Should universities stop teaching students how to do things which are likely to be offloaded to artificial intelligence? Photo: Johannes Simon
Should universities stop teaching students how to do things which are likely to be offloaded to artificial intelligence? Photo: Johannes Simon

It’s pretty amazing to play with the flurry of new generative AI tools readily available online. Want a summary of any topic under the sun? Done. What to compare apples and oranges? Easy. Want an analysis of a lengthy, complex report?
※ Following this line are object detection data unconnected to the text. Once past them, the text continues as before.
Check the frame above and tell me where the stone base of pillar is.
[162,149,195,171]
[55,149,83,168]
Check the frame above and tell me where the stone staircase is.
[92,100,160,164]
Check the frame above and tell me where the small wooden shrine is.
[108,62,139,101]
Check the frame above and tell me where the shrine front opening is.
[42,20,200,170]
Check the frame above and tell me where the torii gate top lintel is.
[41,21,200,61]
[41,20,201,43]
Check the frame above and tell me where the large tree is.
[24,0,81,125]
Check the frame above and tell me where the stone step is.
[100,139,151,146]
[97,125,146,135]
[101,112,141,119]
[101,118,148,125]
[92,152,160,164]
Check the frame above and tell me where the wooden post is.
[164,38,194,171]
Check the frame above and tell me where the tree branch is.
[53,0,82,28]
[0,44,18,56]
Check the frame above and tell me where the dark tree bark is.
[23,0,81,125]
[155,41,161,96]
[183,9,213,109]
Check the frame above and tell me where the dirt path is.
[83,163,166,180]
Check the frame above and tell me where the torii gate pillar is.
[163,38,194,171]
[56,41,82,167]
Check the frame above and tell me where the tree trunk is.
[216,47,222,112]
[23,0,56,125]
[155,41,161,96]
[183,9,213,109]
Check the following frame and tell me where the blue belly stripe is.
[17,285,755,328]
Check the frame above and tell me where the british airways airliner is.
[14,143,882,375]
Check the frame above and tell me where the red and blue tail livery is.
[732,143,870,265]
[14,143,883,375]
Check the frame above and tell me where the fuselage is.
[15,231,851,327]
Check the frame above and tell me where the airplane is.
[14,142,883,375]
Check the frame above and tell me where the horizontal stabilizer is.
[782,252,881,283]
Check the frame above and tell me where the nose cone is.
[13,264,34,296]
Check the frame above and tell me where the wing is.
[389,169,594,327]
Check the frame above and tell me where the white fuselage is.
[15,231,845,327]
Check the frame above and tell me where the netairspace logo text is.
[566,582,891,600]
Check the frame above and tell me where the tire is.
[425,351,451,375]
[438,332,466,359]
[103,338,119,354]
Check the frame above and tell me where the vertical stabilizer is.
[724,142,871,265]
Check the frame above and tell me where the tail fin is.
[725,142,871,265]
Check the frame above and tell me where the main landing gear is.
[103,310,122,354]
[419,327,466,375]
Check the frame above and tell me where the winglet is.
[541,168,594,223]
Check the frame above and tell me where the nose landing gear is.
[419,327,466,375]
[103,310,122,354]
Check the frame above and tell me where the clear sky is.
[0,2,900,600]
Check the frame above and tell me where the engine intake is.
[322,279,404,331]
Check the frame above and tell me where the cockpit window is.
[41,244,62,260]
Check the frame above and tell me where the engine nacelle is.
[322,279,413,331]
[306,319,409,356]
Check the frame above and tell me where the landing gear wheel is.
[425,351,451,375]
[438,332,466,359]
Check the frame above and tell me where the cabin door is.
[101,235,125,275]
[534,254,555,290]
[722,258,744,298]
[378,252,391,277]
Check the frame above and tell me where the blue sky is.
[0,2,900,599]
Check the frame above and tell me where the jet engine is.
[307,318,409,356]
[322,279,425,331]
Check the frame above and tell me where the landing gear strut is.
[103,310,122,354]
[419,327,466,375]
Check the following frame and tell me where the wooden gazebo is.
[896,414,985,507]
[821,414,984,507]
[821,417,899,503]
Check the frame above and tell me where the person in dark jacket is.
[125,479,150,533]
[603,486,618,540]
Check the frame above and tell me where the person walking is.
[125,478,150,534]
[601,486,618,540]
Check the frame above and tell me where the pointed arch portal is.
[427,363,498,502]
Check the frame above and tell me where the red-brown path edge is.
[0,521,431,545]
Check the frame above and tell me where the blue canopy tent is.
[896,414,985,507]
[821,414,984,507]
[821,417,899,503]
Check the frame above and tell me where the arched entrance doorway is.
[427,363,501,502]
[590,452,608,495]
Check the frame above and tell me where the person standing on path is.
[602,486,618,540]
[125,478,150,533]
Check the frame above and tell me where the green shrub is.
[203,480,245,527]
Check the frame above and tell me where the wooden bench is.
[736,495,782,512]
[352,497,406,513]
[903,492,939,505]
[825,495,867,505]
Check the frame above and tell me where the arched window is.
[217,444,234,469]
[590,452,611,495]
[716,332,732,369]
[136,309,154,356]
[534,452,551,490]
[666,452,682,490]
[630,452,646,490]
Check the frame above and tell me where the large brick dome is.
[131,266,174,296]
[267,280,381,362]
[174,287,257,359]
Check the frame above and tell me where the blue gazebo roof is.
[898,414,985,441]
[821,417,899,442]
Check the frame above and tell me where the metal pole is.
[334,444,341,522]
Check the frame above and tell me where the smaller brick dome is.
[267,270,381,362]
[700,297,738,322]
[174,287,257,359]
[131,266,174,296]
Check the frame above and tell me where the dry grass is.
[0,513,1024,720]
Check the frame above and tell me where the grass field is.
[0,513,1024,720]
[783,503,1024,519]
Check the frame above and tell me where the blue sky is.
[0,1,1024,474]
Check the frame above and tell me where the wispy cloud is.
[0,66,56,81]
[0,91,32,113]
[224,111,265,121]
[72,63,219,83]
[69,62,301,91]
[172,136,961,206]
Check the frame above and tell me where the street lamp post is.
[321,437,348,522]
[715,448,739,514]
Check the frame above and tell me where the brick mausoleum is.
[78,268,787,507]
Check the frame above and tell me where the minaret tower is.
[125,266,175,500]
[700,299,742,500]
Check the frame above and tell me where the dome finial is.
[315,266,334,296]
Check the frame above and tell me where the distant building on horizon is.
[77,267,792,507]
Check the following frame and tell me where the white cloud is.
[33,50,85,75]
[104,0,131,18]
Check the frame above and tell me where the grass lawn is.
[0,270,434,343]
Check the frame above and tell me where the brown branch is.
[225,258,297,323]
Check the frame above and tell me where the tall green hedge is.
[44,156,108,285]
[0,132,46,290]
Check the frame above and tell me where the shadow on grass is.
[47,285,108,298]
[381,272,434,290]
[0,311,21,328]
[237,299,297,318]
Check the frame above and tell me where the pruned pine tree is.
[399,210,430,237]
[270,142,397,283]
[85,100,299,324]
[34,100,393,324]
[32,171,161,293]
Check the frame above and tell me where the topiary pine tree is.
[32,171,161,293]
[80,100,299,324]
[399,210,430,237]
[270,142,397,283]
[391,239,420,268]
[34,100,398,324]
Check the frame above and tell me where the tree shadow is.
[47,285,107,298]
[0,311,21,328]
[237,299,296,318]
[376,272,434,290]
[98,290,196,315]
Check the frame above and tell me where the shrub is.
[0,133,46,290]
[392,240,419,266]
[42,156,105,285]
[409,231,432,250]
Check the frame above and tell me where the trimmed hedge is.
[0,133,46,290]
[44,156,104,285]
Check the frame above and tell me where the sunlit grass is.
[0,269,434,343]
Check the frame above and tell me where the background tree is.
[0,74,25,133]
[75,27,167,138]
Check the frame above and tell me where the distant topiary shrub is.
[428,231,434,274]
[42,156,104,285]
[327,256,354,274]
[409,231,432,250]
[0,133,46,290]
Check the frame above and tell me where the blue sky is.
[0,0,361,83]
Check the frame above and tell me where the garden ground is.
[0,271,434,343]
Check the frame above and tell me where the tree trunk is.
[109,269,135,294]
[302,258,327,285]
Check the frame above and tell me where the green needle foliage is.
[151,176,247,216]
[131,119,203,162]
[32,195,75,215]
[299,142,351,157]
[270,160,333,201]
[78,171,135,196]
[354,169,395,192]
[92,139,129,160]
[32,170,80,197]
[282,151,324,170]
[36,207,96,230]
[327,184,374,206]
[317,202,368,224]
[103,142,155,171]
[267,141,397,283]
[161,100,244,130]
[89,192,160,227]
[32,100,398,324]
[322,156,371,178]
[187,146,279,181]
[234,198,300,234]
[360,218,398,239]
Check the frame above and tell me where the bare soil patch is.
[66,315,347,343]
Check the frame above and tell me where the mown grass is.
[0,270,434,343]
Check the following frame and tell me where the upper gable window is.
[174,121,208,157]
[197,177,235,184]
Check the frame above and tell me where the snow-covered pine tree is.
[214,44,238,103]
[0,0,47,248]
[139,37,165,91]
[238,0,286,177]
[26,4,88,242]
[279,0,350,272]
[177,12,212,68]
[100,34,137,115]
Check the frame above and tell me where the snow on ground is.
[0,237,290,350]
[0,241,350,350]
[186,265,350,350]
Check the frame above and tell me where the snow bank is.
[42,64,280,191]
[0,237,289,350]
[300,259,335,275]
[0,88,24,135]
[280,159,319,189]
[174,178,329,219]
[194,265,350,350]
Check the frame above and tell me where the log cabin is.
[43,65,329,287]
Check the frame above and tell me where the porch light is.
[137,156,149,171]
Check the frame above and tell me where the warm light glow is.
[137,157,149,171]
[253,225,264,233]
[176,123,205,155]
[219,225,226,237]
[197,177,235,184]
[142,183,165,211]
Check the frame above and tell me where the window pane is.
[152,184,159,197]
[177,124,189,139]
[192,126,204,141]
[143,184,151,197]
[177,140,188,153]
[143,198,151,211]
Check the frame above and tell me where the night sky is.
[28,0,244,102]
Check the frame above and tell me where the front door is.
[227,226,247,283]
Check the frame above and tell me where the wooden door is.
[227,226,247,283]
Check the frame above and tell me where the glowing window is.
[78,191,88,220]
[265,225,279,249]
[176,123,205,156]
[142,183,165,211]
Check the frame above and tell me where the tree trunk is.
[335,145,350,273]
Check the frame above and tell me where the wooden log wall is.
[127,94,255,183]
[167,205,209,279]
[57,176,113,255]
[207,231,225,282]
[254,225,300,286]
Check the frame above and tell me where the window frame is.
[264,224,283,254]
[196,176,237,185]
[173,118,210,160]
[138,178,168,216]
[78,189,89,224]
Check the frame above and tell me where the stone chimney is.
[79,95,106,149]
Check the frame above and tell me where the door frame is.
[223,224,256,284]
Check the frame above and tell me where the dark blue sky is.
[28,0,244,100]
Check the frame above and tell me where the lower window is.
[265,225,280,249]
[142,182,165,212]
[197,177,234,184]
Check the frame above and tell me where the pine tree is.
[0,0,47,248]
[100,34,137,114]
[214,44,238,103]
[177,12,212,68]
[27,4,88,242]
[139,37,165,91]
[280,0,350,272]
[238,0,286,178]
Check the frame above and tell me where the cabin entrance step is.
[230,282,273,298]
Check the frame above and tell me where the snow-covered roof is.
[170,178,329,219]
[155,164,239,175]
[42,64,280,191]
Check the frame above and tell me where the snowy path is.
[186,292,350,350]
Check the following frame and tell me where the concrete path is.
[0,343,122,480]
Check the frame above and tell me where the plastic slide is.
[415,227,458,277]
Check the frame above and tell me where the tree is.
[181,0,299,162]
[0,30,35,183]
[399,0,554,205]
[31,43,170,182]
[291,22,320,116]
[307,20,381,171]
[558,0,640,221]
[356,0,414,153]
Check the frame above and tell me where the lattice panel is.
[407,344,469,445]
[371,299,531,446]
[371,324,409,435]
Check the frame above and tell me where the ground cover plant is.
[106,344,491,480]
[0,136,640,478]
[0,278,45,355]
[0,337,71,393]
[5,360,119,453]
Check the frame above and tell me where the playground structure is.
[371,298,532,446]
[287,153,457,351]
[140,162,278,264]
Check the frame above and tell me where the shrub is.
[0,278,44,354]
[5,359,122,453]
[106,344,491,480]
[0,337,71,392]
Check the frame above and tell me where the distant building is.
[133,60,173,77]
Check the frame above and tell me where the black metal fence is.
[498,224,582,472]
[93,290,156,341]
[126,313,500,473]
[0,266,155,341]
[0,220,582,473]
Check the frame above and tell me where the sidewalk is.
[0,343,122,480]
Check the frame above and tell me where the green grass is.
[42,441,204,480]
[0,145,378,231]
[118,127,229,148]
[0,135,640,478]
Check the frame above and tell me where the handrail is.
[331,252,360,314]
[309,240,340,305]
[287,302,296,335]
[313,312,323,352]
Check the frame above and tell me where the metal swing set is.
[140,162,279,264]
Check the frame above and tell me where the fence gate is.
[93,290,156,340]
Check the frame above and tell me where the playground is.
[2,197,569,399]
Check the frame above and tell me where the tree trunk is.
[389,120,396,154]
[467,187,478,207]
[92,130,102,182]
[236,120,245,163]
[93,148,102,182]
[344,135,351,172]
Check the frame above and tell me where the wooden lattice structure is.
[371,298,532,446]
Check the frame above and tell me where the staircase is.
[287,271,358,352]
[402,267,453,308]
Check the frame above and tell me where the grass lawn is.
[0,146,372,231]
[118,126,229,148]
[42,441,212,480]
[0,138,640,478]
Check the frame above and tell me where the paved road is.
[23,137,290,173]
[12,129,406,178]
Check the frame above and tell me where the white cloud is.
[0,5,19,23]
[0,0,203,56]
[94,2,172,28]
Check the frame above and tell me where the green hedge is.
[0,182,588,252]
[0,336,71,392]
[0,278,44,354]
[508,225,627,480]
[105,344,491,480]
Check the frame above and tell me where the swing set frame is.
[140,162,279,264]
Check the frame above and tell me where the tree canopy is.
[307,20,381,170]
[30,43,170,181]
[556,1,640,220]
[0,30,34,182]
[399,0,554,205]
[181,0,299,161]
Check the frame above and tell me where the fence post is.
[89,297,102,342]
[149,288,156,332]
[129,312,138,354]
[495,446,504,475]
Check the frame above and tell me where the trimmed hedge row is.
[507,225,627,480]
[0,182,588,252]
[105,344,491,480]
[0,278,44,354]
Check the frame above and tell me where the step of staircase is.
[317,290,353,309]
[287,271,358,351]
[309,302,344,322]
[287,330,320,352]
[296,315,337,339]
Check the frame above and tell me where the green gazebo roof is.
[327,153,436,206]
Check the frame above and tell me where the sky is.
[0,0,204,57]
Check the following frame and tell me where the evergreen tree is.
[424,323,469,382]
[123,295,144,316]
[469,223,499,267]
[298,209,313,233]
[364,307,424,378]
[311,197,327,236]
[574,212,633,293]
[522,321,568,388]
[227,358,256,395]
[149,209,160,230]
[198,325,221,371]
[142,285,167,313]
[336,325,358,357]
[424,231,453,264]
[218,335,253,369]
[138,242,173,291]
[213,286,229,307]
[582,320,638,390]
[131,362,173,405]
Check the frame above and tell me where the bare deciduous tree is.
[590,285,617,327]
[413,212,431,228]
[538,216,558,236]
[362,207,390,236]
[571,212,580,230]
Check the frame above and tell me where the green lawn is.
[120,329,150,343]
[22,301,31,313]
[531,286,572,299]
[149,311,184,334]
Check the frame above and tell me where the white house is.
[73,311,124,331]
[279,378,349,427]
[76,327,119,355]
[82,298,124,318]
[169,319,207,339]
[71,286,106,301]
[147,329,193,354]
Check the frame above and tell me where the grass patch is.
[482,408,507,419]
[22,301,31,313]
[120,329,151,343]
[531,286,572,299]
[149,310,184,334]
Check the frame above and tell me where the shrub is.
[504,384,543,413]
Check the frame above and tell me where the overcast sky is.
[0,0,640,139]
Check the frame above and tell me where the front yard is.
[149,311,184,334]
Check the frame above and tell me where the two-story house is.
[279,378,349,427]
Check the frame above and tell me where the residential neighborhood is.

Click-Click-Boom!

If I was a university student I would be quickly getting my head around the power of these tools and how they can help me in my study.

If I were a university educator, I’d be thinking carefully about what learning and assessment activities I am asking students to engage in, and how I can harness generative AI tools in the classroom. I would also cast back to the introduction of the calculator in maths education and how it changed the ways teachers taught and how students engaged in learning.

With the rise of generative AI tools and their adoption in education, our university students will clearly need to develop new skills in using these tools effectively and in generative AI “prompting”.

As “prompt engineers” students will need to become adept in creating and refining requests of generative AI tools to deliver useful results.

But as the generative AI tsunami continues to wash over us, it is worth pausing to consider how the use of these tools might undermine students’ learning processes and outcomes, even if they become sophisticated prompt engineers.

The fancy term used to describe students’ use of external tools in their learning is cognitive offloading. Like the maths calculator, this idea has been around for decades and it basically means getting something else to support your thinking or do the thinking for you.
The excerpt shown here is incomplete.